Incluso con los mismos asesinatos, mucho de lo que contribuye a resolver un caso se reduce al puro azar. El vocabulario de la unidad de homicidios reconoce dos categorías distintas de homicidios: los duros y los que se resuelven solos. Los duros son auténticos misterios; los que se resuelven solos son casos que vienen acompañados de multitud de pruebas y un sospechoso evidente. El mejor ejemplo de los duros son las escenas del crimen en las que se hace ir al inspector a algún callejón dejado de la mano de Dios donde poca cosa más hay que un cuerpo tirado en el suelo.
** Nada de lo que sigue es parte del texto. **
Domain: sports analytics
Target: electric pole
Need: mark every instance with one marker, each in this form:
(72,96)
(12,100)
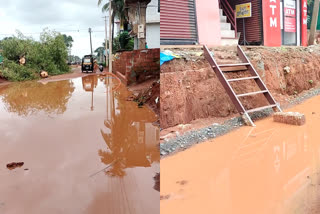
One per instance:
(90,40)
(106,40)
(110,38)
El mejor ejemplo de los que se resuelven solos son las escenas en las que el detective llega al cuerpo y, junto a él, se encuentra al marido, que no se arrepiente del crimen ni se ha molestado en cambiarse la ropa manchada de sangre, y quien, apenas se le pregunta, admite que ha apuñalado a la zorra y que lo haría de nuevo. La distinción entre los casos que requieren una investigación y los que sólo necesitan rellenar un poco de papeleo está clara y es aceptada por todos los hombres de la unidad, y más de un inspector jefe ha acusado a otro de colar a uno de sus inspectores en respuesta a una llamada que sonaba como un asesinato doméstico o, peor todavía, de evitar contestar una llamada que tenía toda la pinta de ser un asesinato por drogas ejecutado con profesionalidad.